- Born: 1937
- Alma mater: University of Reading; Royal Academy of Arts ;
- Occupation: Painter, art educator
- Website: www.scottwilkie.co.uk

= Pamela Scott Wilkie =

British painter and printmaker

Pamela Scott Wilkie (born 1937) is a British painter and printmaker.

==Biography==
Scott Wilkie was born in London, England, in 1937. She was educated at Reading University and then won a Royal Academy David Murray Landscape Scholarship and an award for postgraduate study. Living and working in the USA from 1961 to 1963, Scott Wilkie had her first major solo show in New York and discovered screen printing. In 1970 she drove overland from the UK to Asia as part of an expedition travelling through Turkey, Iran and northern Afghanistan. She set up an improvised print-making studio in Rawalpindi, Pakistan, where she produced Journey, a series of 20 screen prints in an edition of 45, which was based on the experience. This is now in private collections and the permanent collections of the Ikon Gallery and the Victoria & Albert Museum, London.

After returning to the United Kingdom Scott Wilkie has continued to paint, print, produce artist's books and exhibit.
She has contributed to many arts programmes which offer creative learning opportunities. During its early days as an artists' co-operative she worked with the Ikon Gallery and she has also curated Arts Council England exhibitions. Lecturing posts have included with the Open College of the Arts for which she was also a National Assessor.

Her work is shown widely in the UK and internationally and has been recognised by awards.
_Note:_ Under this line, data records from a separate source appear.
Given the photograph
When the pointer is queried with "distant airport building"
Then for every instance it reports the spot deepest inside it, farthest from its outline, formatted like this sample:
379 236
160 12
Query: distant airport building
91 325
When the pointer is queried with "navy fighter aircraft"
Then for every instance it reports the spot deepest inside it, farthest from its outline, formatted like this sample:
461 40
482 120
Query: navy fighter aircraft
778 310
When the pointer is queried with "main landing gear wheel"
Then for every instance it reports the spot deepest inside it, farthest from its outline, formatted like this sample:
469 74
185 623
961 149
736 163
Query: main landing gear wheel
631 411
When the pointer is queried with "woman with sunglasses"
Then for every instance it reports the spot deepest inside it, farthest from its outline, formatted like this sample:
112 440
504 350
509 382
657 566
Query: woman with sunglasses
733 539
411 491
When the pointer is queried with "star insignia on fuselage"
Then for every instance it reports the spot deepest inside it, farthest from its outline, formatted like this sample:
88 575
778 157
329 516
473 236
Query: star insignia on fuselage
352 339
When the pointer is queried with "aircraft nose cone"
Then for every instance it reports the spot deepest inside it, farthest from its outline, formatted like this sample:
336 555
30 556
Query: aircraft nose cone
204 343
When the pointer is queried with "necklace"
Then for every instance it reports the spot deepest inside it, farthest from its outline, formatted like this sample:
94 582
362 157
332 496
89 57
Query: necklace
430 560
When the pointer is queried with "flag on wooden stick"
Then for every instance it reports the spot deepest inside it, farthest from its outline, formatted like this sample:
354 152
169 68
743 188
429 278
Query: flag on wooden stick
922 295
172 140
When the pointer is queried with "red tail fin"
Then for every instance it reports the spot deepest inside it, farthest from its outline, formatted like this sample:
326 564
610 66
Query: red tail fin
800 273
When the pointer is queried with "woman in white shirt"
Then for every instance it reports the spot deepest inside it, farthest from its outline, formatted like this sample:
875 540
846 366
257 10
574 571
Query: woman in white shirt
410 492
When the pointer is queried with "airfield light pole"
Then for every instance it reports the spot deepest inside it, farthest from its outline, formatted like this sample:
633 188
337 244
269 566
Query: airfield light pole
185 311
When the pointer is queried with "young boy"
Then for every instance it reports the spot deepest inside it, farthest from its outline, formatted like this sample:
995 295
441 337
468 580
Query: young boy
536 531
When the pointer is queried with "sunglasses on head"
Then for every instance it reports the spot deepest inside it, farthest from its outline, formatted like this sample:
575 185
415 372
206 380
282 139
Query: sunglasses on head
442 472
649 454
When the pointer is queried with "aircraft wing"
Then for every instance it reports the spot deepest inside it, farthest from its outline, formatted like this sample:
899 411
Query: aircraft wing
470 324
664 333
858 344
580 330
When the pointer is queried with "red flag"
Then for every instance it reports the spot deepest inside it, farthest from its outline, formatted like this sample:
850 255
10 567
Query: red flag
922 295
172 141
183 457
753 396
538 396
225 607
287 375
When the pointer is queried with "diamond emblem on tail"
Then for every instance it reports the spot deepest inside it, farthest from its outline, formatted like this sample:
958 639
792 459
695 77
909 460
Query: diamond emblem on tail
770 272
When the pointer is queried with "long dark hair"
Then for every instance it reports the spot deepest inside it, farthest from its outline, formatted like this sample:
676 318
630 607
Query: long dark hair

Examples of her paintings, prints and artist's books are in private collections in the USA, South America, UK, Continental Europe, Asia and Australia

Public collections include:
the Victoria & Albert Museum, London, UK, Australian National Library, Canberra, the University of California, Santa Barbara, USA, Wolfson College, Oxford, UK, the Graves Art Gallery, Sheffield, UK, the City Art Gallery, Worcester, UK, the Ikon Gallery, Birmingham, UK, University of Birmingham, UK, the Oxford Education Committee, UK, Tenby Museum and Art Gallery, Wales, UK, the Harkness Foundation, New York, USA, Birmingham City Library, UK, Southampton City Art Gallery, UK, Rijksmuseum, The Hague, The Netherlands.